The small group sessions are based on a “homework” assignment. Each participant writes a paragraph or two on teaching innovation and a problem, such as “What can I do about cell phones in the classroom?” In these sessions, each instructor gets time to discuss an issue that is important to him or her and exchange ideas with other participants.
For example, in a session I attended, an instructor talked about her experience “flipping” a class (her students listen to recorded lectures before class and then devote class time to mastering the material and discussing key issues). While I had heard of flipped classes, I hadn’t mustered the courage to try such a teaching approach until I spoke with an instructor who lived through it. Now I have not only learned about flipped courses in greater detail, but also networked with a colleague who can give me advice when lessons don’t go as planned.
No experts are invited to this conference. They are not needed. The premises of the Great Teachers Movement are very simple:
1. Teachers learn best from each other.
2. There is power in diversity; the more diversity, the richer the outcome.
Here, “diversity” refers to teaching discipline. Participants are put into small groups with others who have as little in common with them as possible. This avoids informational cascades, more commonly known as “group think.” And finally:
3. Less is more: seminars are simple/low tech, with attention given to “uncovering material” instead of “covering” it.
Our seminar uses no PowerPoint presentations or overhead projectors. We have a paper easel that provides a very simple agenda of eating and meeting times. And instead of having an expert conjecture about the problems faculty are facing, the seminar gives faculty the opportunity to talk about their unique problems and to receive specific solutions—ones that can be immediately implemented into the classroom.

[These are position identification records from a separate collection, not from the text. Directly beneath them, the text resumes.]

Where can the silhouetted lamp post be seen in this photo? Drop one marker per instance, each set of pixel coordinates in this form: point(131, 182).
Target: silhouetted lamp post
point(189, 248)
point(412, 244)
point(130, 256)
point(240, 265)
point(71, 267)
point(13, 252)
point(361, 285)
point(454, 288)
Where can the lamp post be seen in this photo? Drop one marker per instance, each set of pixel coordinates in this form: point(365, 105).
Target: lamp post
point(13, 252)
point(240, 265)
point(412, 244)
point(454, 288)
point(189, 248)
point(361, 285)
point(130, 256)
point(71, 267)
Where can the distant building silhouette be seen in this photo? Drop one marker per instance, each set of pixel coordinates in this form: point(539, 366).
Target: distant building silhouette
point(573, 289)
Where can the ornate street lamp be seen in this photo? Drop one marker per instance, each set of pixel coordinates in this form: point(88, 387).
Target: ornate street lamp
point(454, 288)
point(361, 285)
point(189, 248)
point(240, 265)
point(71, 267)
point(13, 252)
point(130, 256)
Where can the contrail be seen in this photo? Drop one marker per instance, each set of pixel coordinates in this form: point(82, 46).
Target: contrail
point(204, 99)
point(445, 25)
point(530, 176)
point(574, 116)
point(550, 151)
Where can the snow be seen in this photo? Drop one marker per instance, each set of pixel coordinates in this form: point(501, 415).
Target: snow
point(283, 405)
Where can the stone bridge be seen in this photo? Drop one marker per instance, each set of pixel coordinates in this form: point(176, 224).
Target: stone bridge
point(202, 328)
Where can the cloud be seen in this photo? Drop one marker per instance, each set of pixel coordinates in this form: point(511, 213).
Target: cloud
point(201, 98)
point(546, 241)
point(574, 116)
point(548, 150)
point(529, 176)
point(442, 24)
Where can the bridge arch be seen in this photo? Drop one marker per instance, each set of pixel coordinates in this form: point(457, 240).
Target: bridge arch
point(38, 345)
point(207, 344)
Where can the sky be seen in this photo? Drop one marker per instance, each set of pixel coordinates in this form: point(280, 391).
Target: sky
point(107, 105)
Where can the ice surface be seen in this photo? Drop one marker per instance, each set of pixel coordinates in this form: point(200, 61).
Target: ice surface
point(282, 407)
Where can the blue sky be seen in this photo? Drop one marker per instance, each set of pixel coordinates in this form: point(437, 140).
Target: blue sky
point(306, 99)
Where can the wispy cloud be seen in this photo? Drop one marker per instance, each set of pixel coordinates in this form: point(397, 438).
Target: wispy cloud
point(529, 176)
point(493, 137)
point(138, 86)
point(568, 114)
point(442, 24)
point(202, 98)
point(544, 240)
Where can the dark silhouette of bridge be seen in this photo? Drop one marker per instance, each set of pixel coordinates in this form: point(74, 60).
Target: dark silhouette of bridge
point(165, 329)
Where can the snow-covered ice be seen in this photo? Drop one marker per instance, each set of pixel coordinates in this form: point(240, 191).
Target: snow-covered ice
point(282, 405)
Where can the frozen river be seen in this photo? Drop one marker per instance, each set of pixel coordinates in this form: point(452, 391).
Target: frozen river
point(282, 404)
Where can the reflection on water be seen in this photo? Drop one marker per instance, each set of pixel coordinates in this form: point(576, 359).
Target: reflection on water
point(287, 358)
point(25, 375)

Everything we do remains positive and productive. One way this is achieved is by heeding the following “commandments”:
1. Thou shalt provide equal time: Talk often but not so much; facilitators will keep strict time and intervene if an alpha talker emerges.
2. Thou shalt not whine, gripe, or tell war stories.
3. Thou shalt mutually enforce commandments 1 & 2.
My colleagues—who have come together from disciplines as diverse as emergency medical science, radiography, baking and pastry, computer science, chemistry and mathematics—and I are encouraged by the success of our seminar so far. This year it is being funded through a generous private donation and college resources. We’d like to continue the seminar annually and are hopeful that we can acquire more outside funding to promote the Great Teaching principles at other regional community colleges and even some high schools.
Outside of obligatory department meetings, teachers often operate within their own silos. Sure, we see a lot of students. But interactions with other instructors? Not so much. The Wake Tech Great Teaching Seminar will help to break down silos and promote networking and the exchange of ideas. Ultimately, better teaching will lead to increased student engagement, retention, and success rates. And that’s why we’re here.